Actualité théâtrale

Jusqu’au 19 octobre au T2G (Gennevilliers), en tournée en 2019 et 2020 ensuite

« Place »

De Place , couronnée par le prix du jury et le prix des lycéens au festival Impatience 2018, Tamara Al Saadi, son auteur dit : « la pièce est née de la nécessité de parler de ce sentiment qu’éprouvent parfois les étrangers et étrangères à n’être jamais au bon endroit de la bonne façon », contraints à une quête permanente de légitimité et animés par un besoin obsessionnel de se faire accepter. Le point de départ est autobiographique mais Tamara Al Saadi, elle-même diplômée de Sciences politiques, l’a élargie à des questions politiques et sociales plus larges.

Théâtre : Place

Quand la pièce commence, Yasmine n’arrive plus à lire. Une enfant thérapeute lui propose de retraverser son histoire pour comprendre ce qui lui arrive. On revit alors son installation à Paris avec sa famille dont le retour en Irak se trouve bloqué par le déclenchement de la première guerre du golfe. On la suit ensuite dans son parcours vers l’âge adulte de l’école à l’université, coincée entre une famille bloquée dans un espace-temps, figé sur Bagdad et la guerre, et une société française qu’elle doit découvrir et où elle doit trouver sa place, ce qui ne s’avère pas si simple. Entre une Administration qui ne cesse de dresser des obstacles à son souhait de devenir française et ses amis, pleins de bonne volonté mais parfois blessants, sans en avoir conscience, elle cherche sa voie, pas celle de l’assimilation qui l’obligerait à abandonner ce qui la rattache à sa culture, mais l’intégration, où sa culture d’origine trouverait sa place à côté de la culture française.

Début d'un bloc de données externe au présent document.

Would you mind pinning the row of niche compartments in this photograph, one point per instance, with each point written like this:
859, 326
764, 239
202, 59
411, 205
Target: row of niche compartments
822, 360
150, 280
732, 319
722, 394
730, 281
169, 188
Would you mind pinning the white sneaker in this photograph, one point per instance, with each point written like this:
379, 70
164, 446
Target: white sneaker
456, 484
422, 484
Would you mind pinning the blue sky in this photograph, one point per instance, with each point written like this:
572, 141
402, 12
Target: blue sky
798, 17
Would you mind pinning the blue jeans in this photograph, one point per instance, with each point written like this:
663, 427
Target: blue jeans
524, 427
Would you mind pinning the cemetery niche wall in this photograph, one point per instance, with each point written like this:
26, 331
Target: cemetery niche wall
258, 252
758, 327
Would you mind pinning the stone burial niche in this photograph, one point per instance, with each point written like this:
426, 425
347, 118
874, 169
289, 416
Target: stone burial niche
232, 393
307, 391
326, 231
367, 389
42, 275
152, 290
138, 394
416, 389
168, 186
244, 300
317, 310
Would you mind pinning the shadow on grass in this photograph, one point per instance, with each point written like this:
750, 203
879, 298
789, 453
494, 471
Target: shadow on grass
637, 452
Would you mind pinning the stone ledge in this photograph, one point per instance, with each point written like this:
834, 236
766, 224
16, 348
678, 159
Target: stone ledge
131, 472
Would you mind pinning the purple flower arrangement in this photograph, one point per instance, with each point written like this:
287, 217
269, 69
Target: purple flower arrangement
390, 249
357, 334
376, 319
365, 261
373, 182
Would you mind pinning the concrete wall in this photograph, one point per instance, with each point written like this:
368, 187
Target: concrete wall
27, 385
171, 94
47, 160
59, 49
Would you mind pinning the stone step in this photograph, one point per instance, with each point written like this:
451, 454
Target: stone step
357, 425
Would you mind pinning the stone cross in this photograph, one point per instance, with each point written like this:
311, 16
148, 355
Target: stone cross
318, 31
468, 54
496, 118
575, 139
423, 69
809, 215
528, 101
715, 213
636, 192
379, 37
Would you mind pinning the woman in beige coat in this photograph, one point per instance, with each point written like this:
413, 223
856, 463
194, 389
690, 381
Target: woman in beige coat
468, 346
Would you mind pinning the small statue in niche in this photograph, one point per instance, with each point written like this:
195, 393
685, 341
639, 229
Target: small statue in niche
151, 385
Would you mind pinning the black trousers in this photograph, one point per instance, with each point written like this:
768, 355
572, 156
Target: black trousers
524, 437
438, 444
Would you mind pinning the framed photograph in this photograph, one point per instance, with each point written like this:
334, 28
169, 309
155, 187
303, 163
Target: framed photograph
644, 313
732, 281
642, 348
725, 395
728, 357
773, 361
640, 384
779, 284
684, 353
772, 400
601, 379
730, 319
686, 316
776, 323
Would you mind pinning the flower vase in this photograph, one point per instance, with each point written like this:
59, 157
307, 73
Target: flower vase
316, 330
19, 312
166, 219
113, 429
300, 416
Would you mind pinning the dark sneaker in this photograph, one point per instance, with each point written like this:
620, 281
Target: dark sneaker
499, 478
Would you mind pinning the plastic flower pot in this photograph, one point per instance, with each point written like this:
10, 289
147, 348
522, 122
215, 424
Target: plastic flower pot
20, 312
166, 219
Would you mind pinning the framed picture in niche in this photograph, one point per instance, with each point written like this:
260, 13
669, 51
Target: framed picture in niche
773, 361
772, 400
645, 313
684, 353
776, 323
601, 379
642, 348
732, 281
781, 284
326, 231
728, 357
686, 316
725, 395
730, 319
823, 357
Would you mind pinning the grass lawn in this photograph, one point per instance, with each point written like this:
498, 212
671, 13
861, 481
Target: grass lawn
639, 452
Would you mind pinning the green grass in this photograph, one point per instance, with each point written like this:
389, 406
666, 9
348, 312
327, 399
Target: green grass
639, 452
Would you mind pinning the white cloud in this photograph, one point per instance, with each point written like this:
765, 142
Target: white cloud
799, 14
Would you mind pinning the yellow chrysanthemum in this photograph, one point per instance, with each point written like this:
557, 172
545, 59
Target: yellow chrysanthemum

Pour incarner ce personnage tiraillé entre deux identités, Tamara Al Saadi met en scène deux Yasmine. Yasmine 1, l’Irakienne, défilant en chantant en arabe au début, disparaît peu à peu au profit de Yasmine 2, la Française qui l’assimile, jusqu’au moment où elles seront mûres pour échanger leurs langues et tenter d’être les deux à la fois. Le décor est simple, des chaises qui peuvent figurer une école, une salle du service des titres de séjour où l’on entend crépiter les machines à écrire ou une protection dérisoire contre les bombes. Du sable tombe parfois des cintres tel le désert toujours présent dans les têtes. Les costumes des parents sont figés sur Bagdad, pyjama du père, tunique et écharpe pour la mère, opposés au jean de Yasmine.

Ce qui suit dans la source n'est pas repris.